Optional features (vendor-specific):
Extend diagnostic data by expected value and received value, e.g.:
Mismatch of SafetyProviderID:
Expected SafetyProviderID: 0x00000005
Received SafetyProviderID: 0x00000007Extend diagnostic data if a parameter of the SafetyConsumer is invalid.
Example 1:
The SafetyConsumer has been configured with invalid parameters.
The value 0x00000000 is an invalid SafetyProviderID.
6.4.3 Method ReadSafetyDiagnostics of the SafetyProvider
This Method (as part of the OPC UA Mapper) serves as a Diagnostic Interface and exists for each SafetyProvider. For time series observation, this interface can be polled, e.g. by a diagnostic device. For details, refer to the OPC UA Information Model described, see 6.2.2.4.

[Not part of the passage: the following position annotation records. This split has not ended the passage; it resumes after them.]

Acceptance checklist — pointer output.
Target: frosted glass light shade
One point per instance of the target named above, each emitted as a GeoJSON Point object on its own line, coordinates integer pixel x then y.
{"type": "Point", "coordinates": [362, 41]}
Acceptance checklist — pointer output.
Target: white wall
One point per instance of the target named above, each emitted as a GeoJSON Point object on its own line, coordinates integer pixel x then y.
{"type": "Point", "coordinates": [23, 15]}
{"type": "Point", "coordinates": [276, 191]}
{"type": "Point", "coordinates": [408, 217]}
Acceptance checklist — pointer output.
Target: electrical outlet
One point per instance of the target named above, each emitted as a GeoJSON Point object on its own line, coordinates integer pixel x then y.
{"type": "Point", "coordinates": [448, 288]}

The Diagnostic Interface Method does not take any input parameters and returns both the input and output parameters of the last call of the Method ReadSafetyData.
Additionally, a 2-octet sequence number is added to the Diagnostic Interface, allowing for a detection of missed calls due to polling. The sequence number counts the number of accesses to ReadSafetyData.
A best practice recommendation is to store all input and output parameters if SComErr_diag is <> 0.